Bingo. That line about no "one right answer"? That's the point, isn't it? Young women -- all women, really -- need to make peace with the fact that there is no right answer, no one-size-fits-all approach to life, whether it comes to career or family or any combination of the two. Nor, once we've made one choice or another, can we rely on sure-fire steps on how to get there. Why? Because it's all too new. As women in transition, we're adjusting to rapidly changing roles within a slowly changing society, and what we've found is that for many of us, the insecurity of making our way without a road map has left us all just a little bit, well, undecided.

But what the First Lady reminds us is that we're all in this together. And hooray for that.
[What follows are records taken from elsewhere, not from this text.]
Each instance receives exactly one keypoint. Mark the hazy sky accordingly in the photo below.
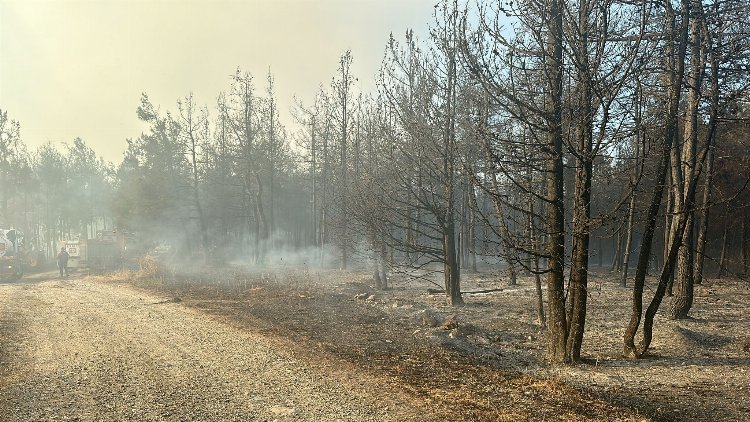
(73, 68)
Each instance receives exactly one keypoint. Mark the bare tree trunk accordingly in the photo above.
(724, 249)
(700, 252)
(677, 66)
(745, 246)
(633, 180)
(541, 319)
(683, 299)
(557, 333)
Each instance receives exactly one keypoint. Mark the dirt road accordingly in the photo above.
(80, 350)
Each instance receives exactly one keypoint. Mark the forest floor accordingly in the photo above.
(484, 360)
(489, 355)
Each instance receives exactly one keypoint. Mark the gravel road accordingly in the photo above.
(74, 349)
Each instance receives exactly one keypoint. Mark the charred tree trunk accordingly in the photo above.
(677, 66)
(700, 252)
(557, 333)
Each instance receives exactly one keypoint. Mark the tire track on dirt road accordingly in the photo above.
(78, 350)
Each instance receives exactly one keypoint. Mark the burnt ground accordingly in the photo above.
(485, 360)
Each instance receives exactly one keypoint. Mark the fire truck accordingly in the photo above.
(11, 254)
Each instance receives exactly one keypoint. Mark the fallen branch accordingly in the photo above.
(439, 291)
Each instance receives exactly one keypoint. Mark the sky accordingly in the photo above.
(77, 68)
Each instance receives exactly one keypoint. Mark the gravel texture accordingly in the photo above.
(80, 350)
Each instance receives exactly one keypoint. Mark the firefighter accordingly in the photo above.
(62, 261)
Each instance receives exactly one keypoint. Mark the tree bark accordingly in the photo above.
(700, 252)
(557, 333)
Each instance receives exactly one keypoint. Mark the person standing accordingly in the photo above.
(62, 261)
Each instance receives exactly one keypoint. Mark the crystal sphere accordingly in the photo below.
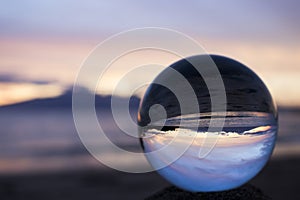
(173, 131)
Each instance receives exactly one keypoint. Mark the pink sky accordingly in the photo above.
(43, 44)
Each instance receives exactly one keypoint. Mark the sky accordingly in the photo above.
(44, 43)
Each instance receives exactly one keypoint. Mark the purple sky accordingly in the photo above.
(48, 40)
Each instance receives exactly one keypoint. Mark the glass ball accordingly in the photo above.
(173, 131)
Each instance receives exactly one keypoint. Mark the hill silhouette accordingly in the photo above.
(64, 102)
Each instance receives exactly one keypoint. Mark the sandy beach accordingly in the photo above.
(279, 179)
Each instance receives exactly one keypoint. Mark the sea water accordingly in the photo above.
(239, 152)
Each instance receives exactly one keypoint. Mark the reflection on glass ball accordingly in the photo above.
(243, 144)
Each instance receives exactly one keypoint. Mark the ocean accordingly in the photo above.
(47, 140)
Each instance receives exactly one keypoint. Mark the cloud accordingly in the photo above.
(11, 78)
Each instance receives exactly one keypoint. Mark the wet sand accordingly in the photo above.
(280, 179)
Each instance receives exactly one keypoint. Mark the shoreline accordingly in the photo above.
(279, 179)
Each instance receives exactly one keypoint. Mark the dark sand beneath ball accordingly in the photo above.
(280, 179)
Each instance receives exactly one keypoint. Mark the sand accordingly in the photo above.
(280, 179)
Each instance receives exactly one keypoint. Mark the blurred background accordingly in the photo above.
(43, 44)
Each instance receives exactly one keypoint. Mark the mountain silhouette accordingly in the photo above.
(64, 102)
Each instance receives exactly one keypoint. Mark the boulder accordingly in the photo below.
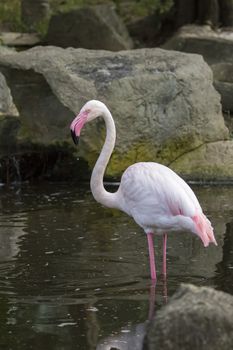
(7, 107)
(217, 49)
(163, 102)
(19, 40)
(223, 82)
(197, 318)
(92, 27)
(209, 161)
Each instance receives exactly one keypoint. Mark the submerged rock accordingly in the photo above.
(163, 102)
(197, 318)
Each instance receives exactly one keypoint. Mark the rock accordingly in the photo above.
(214, 46)
(7, 106)
(92, 27)
(217, 49)
(223, 82)
(197, 318)
(209, 161)
(19, 39)
(163, 102)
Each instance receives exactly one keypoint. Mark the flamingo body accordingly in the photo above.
(157, 198)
Still, the idea that there is no grand plan, no tried-and-true blueprint that can show us how to find our place in the world, is one scary thought. It's also the idea that sparked our book -- coincidentally, four years to the day before I picked up the Parade interview. On that hot late summer day, Shannon had talked me into tackling the notorious Dipsea Trail, a treacherous seven-mile trek that ascends some 2,200 feet up Mount Tamalpais, just north of San Francisco, and ends at Stinson Beach, a small town on the edge of the Pacific. The hike took all day, and later that night, over iced knees, a killer roast chicken and a few delightful glasses of Pinot, we began to brainstorm: Why was it that today's women were so undecided? What was the cause of the "analysis paralysis" that plagued so many young women? The dissatisfaction that seemed to be so rampant in a generation of women groomed to have it all? Shannon insisted there was a book in searching for the answers and that we should do it together.

Together? That's all she had to say. (Wondering what it's like for a mother and daughter to write a book together? Another story for another day.)
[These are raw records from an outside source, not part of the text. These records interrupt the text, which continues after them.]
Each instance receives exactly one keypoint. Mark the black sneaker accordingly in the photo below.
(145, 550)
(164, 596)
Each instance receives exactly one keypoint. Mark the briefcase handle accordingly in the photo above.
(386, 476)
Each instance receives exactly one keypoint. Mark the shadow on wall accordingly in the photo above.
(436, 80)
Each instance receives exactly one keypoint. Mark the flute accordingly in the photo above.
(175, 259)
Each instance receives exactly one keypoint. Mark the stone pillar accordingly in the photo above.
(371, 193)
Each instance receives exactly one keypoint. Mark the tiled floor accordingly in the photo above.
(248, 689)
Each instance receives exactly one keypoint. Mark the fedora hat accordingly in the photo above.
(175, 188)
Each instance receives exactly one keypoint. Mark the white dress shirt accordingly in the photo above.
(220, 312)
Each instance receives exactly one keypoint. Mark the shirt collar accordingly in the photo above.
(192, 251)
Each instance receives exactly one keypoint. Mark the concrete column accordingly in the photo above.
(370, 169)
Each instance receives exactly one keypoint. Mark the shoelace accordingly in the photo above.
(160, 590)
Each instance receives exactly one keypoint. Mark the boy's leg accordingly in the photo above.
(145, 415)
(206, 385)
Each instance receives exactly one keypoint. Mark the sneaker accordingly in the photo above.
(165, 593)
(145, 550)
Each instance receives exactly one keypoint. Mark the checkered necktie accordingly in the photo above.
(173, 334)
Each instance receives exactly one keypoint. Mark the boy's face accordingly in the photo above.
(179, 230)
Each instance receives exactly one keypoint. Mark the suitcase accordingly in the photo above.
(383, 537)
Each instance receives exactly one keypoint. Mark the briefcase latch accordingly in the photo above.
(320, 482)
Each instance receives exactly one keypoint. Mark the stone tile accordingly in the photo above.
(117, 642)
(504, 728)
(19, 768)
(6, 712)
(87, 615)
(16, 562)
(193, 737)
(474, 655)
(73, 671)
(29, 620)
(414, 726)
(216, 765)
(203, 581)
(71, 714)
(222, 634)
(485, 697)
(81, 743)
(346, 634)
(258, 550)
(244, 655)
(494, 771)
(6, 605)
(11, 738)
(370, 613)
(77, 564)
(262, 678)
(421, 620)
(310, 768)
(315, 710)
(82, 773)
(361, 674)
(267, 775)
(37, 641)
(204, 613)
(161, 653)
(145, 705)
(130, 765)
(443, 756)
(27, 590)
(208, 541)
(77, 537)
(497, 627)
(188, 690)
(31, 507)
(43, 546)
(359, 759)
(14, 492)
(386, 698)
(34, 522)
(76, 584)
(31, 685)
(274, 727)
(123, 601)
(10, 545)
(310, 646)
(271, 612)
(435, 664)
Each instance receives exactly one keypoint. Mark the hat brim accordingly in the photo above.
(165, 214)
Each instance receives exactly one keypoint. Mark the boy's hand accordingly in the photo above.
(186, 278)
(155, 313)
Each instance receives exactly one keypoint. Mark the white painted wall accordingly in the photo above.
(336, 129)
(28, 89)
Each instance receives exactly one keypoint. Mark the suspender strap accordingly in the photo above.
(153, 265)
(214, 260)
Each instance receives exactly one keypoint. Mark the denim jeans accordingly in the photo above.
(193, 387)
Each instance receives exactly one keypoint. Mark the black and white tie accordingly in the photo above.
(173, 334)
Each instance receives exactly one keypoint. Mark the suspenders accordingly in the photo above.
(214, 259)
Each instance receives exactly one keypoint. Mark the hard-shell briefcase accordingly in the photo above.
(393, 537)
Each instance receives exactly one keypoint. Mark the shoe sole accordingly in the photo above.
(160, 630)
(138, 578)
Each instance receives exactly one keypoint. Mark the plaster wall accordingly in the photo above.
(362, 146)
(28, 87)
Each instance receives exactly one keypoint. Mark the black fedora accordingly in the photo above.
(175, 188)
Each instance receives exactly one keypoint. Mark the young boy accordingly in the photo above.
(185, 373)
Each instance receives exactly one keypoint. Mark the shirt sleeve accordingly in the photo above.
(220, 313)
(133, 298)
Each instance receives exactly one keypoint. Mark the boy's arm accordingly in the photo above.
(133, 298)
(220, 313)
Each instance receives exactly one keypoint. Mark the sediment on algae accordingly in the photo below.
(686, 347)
Anyway, in the process of reporting our book, we interviewed researchers, experts, counselors, coaches -- and most importantly hundreds of undecided women, from their twenties to their sixties, who became the heart and soul of our book. And what we found was shared experience, underlying issues in the workplace and the culture that have yet to be addressed and a collective sense of growing pains.
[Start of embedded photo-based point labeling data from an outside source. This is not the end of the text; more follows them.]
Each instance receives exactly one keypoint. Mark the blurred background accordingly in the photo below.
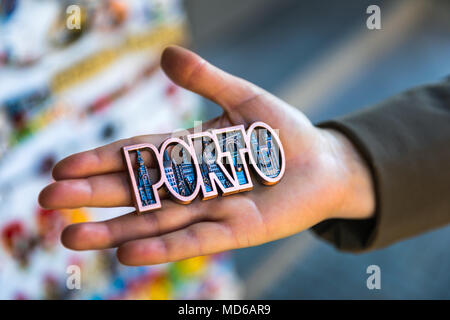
(317, 55)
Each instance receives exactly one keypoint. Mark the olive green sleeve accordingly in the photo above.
(406, 143)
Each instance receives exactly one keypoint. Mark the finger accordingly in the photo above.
(109, 190)
(195, 240)
(114, 232)
(108, 158)
(102, 160)
(193, 73)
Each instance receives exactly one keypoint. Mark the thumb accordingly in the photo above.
(193, 73)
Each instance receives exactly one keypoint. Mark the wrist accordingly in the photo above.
(357, 197)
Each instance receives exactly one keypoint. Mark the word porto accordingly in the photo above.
(206, 163)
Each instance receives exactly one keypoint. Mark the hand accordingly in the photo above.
(325, 178)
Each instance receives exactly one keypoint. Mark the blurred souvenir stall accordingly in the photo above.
(64, 90)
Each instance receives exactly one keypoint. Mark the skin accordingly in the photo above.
(325, 178)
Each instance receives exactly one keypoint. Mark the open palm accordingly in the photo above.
(324, 178)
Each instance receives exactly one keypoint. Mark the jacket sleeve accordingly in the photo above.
(406, 142)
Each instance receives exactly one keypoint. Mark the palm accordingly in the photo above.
(97, 178)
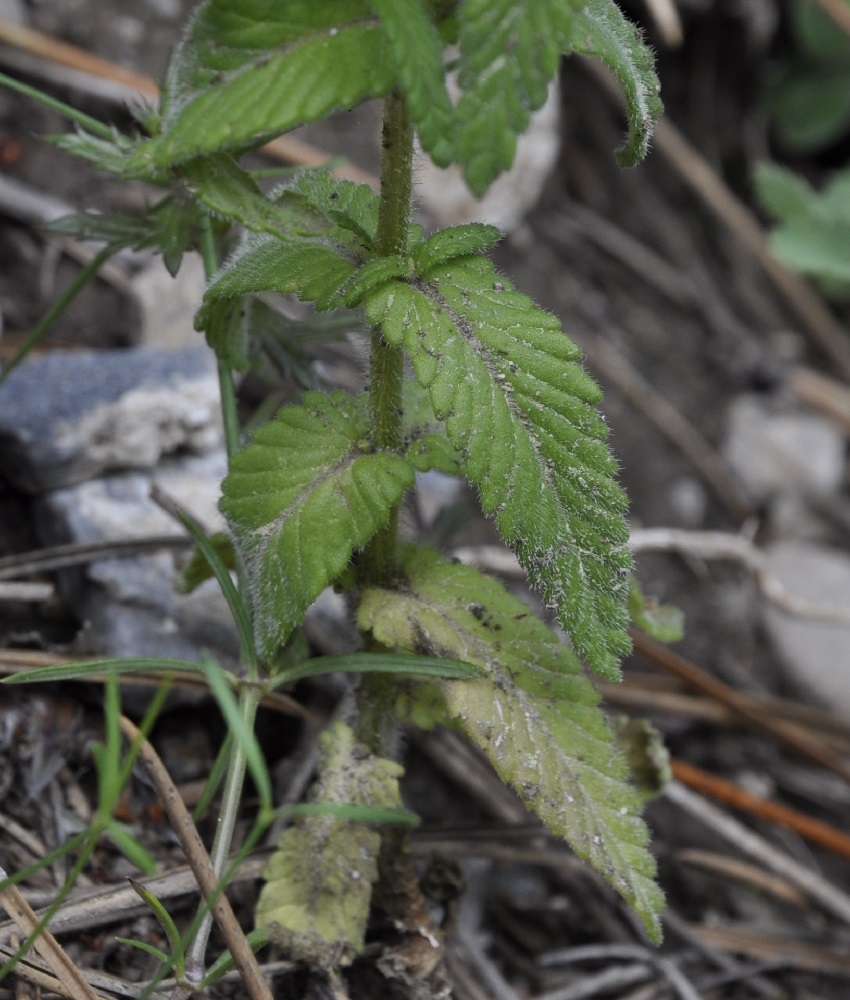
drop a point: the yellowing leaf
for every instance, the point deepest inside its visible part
(319, 880)
(535, 715)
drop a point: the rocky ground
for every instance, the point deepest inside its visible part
(726, 391)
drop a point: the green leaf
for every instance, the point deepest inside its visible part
(232, 193)
(235, 601)
(353, 207)
(663, 622)
(783, 194)
(815, 246)
(810, 107)
(400, 664)
(534, 715)
(417, 51)
(602, 30)
(372, 275)
(248, 72)
(87, 669)
(319, 880)
(456, 241)
(509, 51)
(817, 33)
(313, 267)
(305, 494)
(646, 755)
(520, 411)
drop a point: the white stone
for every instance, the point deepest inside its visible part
(815, 655)
(772, 451)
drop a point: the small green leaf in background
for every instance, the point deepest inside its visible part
(300, 498)
(662, 622)
(809, 98)
(319, 880)
(813, 235)
(535, 715)
(520, 412)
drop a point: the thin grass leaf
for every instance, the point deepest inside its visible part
(237, 605)
(162, 915)
(401, 664)
(143, 946)
(89, 669)
(66, 110)
(132, 849)
(257, 938)
(243, 734)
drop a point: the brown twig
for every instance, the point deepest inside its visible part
(199, 861)
(45, 944)
(697, 174)
(808, 881)
(672, 424)
(733, 795)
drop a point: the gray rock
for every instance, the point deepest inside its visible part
(168, 304)
(774, 450)
(129, 605)
(814, 655)
(66, 417)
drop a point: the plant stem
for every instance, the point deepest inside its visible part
(227, 389)
(386, 362)
(386, 371)
(250, 696)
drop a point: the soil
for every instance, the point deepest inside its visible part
(654, 285)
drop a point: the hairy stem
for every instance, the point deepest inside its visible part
(378, 562)
(249, 697)
(386, 362)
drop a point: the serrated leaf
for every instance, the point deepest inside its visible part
(319, 880)
(534, 715)
(601, 30)
(456, 241)
(509, 51)
(233, 194)
(315, 268)
(417, 52)
(300, 498)
(521, 413)
(244, 75)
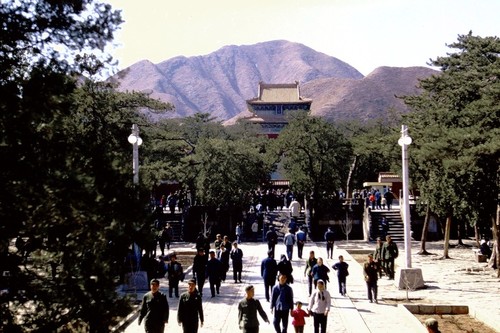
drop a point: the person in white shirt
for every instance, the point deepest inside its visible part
(294, 209)
(319, 307)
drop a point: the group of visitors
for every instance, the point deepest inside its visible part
(154, 310)
(378, 200)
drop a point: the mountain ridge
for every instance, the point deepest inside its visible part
(219, 83)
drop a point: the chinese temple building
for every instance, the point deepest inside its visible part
(272, 103)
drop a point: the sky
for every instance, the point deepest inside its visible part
(366, 34)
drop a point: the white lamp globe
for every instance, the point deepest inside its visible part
(132, 138)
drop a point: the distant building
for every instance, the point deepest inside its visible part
(271, 105)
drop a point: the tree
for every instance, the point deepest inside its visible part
(456, 130)
(315, 157)
(375, 147)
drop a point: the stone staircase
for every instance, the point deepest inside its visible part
(177, 224)
(396, 225)
(280, 220)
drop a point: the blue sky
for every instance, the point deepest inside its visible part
(365, 34)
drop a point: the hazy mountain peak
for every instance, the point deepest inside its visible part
(219, 83)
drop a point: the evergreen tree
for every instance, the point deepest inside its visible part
(456, 133)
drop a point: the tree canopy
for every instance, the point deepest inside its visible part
(315, 156)
(455, 127)
(67, 192)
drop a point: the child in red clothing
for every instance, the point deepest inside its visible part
(298, 318)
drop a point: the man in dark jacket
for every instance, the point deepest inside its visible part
(214, 273)
(237, 258)
(154, 309)
(190, 309)
(330, 239)
(281, 304)
(272, 239)
(389, 254)
(247, 312)
(370, 272)
(175, 274)
(268, 271)
(200, 269)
What we didn't find were any cookie-cutter answers. Which actually, is the answer. In slightly more than a generation, our roles and our opportunities have changed dramatically. And with all that change comes uncertainty. Sure, we all yearn for those pieces of grand advice -- once you do "A", "B" will surely follow. We want to know exactly what to expect behind Door No. 1 or Door No. 2. But when you think about it, that's pretty much the way our mothers or grandmothers lived their lives. For us, however, life is much more complicated -- and far more exciting.

What's interesting is that when we speak in front of women's groups or on talk shows, you can feel a strong sense of resonance in the audience. The women, they get it. They identify with the stories we tell of women whose lives are like their own. They get pissed off with the structural impediments that have held them back. And yet, there's always at least one hand that shoots up, a woman pleading for some exact step-by steps. And what we answer is that there are none -- and that's a good thing.

Back to that interview with the Obamas: The beauty of there being no one sure answer is the freedom that comes with it, the permission to engage in some trial and error, to define ourselves apart from the shoulds, to lead a life that is true to type and to jettison once and for all the idea that we can have it all.

Sure, it's hard. Sometimes it's scary. But the good news is we're in it together. Even the First Lady.